A combination of oxytocin and an Alk5 inhibitor significantly extended remaining lifespan and improved health in very old, frail male mice, according to research from the University of California, Berkeley. The treatment increased their remaining life by about 73% but did not lengthen lifespan in females, underscoring key sex differences in aging biology and in responses to longevity therapies.
A study published in the journal Aging-US reports a notable advance in longevity research using a simple two-drug combination in very old mice.
Led by first author Cameron Kato and corresponding author Irina M. Conboy at the University of California, Berkeley, the work focused on frail C57BL/6J mice aged 24–26 months (about 25 months on average), an age the authors say is roughly equivalent to about 75 human years.
The treatment paired oxytocin (OT) — a hormone that supports tissue repair and declines with age — with an Alk5 inhibitor (A5i) that blocks signaling through the transforming growth factor‑beta (TGF‑β) pathway. TGF‑β activity tends to rise in older tissues and is linked to fibrosis, inflammation and other age‑related damage.
Male mice receiving regular OT+A5i injections lived more than 70% longer, measured from the start of treatment, than untreated male controls. The study reports a 73% increase in additional life from the beginning of therapy and a 14% increase in overall median lifespan in treated males compared with controls. Treated males also showed improved physical performance, endurance and short‑term memory, and hazard‑ratio analysis indicated that untreated males were almost three times more likely to die at any given time.
As the authors wrote in Aging‑US: "Treatment of old frail male mice with OT+A5i resulted in a remarkable 73% life extension from that time, and a 14% increase in the overall median lifespan. Further, these animals had significantly increased healthspan, with improved physical performance, endurance, short term memory, and resilience to mortality."
The therapy also altered circulating blood proteins in ways that resembled a more youthful state. Using metabolic proteomics, the researchers found that a short, seven‑day course of OT+A5i reduced so‑called "protein noise" — chaotic variation in circulating proteins associated with aging — and youthfully reset systemic signaling in old mice of both sexes. However, after four months of intermittent treatment, only the old male mice maintained a youthful pattern in the systemic proteome; females no longer showed sustained normalization of blood‑protein profiles.

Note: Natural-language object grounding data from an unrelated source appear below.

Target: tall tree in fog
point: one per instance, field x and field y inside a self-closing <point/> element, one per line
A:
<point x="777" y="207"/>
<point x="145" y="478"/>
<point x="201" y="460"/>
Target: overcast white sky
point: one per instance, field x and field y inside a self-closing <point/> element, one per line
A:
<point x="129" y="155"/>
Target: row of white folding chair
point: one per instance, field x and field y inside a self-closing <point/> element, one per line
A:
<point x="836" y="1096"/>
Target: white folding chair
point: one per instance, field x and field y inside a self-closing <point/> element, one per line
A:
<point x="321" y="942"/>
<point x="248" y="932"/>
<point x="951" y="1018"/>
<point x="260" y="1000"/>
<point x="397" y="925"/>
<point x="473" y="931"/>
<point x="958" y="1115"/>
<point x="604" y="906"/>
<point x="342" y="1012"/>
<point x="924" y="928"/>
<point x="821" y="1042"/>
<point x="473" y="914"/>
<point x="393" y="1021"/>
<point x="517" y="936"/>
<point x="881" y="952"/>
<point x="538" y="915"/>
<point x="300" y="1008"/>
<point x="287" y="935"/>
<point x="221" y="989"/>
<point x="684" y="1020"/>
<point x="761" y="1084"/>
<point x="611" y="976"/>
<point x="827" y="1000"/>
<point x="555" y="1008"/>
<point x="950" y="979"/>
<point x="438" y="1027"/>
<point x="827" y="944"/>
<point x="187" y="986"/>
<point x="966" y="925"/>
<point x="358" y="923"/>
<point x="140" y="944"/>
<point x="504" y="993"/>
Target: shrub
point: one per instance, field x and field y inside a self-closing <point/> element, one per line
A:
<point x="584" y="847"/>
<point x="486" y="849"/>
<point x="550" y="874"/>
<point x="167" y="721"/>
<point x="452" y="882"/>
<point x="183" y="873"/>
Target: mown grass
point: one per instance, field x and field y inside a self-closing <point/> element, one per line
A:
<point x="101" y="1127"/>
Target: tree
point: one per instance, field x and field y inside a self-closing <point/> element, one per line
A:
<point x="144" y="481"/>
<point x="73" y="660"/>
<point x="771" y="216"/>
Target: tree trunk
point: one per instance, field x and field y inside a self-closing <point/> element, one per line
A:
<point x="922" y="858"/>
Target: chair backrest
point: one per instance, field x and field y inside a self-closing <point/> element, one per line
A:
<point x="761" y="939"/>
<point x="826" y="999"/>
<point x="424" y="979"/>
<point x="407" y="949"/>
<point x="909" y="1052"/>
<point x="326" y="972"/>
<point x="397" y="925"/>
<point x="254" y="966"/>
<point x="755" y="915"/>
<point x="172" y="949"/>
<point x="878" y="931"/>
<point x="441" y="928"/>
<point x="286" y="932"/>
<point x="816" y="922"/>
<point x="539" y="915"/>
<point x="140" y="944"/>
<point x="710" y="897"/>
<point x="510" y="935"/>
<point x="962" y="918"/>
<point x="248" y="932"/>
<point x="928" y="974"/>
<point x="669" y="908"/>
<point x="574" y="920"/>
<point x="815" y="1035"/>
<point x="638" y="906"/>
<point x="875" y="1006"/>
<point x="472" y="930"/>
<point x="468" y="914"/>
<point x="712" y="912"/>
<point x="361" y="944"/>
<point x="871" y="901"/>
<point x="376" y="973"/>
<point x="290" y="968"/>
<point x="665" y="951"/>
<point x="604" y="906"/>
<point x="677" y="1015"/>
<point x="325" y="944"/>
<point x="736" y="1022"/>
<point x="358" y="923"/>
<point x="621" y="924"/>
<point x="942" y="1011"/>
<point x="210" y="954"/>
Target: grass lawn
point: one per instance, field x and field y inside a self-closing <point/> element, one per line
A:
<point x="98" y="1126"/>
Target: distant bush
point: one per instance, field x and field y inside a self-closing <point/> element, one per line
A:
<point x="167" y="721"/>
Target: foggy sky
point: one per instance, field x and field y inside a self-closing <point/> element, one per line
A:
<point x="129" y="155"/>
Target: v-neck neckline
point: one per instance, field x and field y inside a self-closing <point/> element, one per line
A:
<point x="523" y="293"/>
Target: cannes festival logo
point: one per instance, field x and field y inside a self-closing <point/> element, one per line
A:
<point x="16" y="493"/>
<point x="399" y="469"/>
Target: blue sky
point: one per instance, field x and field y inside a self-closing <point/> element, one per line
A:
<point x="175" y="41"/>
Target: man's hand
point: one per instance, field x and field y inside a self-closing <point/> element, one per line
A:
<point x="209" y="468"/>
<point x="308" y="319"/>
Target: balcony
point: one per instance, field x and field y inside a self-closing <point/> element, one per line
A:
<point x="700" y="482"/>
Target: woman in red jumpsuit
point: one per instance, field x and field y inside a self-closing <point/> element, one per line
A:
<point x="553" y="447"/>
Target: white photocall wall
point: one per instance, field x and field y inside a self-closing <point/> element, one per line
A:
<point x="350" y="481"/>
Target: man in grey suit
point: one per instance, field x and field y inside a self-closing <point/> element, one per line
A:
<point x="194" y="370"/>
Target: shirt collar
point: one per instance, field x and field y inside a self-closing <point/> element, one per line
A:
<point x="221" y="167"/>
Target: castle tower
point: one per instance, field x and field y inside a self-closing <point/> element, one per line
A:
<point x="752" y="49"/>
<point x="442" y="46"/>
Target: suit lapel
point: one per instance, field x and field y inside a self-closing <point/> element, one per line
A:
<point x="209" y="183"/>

Despite the strong health and survival benefits in males, the study found no significant extension of lifespan in old female mice given the same OT+A5i regimen. The authors note that, in separate experiments, middle‑aged female mice did show improved fertility with the drug combination, hinting at complex, sex‑ and age‑specific responses. The paper concludes: "These findings establish the significant health-span extension capacity of OT+A5i and emphasize the differences in aging and in response to longevity therapeutics between the sexes."

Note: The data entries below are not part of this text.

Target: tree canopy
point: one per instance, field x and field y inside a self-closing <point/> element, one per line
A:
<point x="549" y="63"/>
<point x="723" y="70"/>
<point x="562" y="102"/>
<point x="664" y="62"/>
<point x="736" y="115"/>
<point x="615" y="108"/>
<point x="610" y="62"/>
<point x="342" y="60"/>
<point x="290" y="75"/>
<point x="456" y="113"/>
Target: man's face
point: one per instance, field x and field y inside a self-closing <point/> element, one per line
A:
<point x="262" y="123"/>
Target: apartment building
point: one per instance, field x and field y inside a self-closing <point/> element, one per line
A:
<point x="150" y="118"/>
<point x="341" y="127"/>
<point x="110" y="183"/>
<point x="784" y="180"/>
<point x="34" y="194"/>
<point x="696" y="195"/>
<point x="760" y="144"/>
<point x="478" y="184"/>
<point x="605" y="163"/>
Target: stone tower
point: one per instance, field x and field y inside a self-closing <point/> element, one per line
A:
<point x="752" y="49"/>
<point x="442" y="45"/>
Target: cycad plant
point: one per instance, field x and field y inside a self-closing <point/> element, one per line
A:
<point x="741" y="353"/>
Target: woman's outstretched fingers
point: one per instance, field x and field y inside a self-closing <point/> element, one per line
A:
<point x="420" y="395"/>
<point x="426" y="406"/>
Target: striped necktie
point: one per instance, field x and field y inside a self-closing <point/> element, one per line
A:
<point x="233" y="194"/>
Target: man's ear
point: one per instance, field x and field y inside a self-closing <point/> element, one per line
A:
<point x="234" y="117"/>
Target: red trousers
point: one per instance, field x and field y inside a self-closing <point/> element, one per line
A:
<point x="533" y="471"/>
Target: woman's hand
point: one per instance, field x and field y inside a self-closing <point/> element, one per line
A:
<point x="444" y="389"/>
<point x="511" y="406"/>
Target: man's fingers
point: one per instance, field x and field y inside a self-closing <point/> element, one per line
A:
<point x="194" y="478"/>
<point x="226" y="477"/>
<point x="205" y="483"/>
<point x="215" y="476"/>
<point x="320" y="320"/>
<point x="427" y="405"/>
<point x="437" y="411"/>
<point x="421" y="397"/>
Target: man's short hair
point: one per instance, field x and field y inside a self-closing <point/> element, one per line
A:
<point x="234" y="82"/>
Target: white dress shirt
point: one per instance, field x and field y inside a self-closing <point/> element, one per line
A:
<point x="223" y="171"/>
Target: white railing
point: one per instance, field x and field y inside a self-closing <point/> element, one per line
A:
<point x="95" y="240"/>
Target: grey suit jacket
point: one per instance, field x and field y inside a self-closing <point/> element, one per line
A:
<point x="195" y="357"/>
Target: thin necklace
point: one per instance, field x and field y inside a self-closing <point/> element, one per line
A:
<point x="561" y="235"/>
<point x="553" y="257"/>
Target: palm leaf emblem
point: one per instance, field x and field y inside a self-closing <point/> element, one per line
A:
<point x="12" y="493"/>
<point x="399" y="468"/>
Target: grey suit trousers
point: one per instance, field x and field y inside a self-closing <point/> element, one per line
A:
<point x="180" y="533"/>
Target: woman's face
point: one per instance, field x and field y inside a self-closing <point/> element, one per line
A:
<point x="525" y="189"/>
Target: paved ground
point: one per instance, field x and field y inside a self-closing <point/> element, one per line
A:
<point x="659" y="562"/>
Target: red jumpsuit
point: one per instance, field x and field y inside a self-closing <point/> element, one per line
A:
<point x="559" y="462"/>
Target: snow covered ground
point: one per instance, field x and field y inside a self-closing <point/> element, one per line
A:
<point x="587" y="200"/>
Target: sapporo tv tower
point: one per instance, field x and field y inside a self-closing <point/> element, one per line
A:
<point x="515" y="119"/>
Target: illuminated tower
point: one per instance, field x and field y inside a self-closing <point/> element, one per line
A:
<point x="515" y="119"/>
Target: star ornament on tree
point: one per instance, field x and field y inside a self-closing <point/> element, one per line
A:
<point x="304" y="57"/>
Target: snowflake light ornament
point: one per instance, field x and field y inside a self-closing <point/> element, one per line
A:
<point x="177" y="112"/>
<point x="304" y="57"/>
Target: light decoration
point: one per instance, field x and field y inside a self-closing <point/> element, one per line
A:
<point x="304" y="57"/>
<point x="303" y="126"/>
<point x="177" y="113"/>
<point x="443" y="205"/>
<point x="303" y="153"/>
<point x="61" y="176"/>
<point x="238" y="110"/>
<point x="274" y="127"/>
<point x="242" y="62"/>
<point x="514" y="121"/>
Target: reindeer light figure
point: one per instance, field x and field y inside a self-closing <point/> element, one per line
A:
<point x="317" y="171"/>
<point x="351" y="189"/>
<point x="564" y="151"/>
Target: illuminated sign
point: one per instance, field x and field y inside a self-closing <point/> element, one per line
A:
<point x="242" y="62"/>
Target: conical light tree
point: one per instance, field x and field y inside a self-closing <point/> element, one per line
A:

Because oxytocin is already used clinically for certain indications in humans and Alk5‑pathway inhibitors are being explored in clinical development, commentators have suggested this strategy could, in principle, be adapted for testing in people. However, the current findings come from a small mouse study, and researchers stress that more work is needed before any conclusions can be drawn about safety or effectiveness in humans.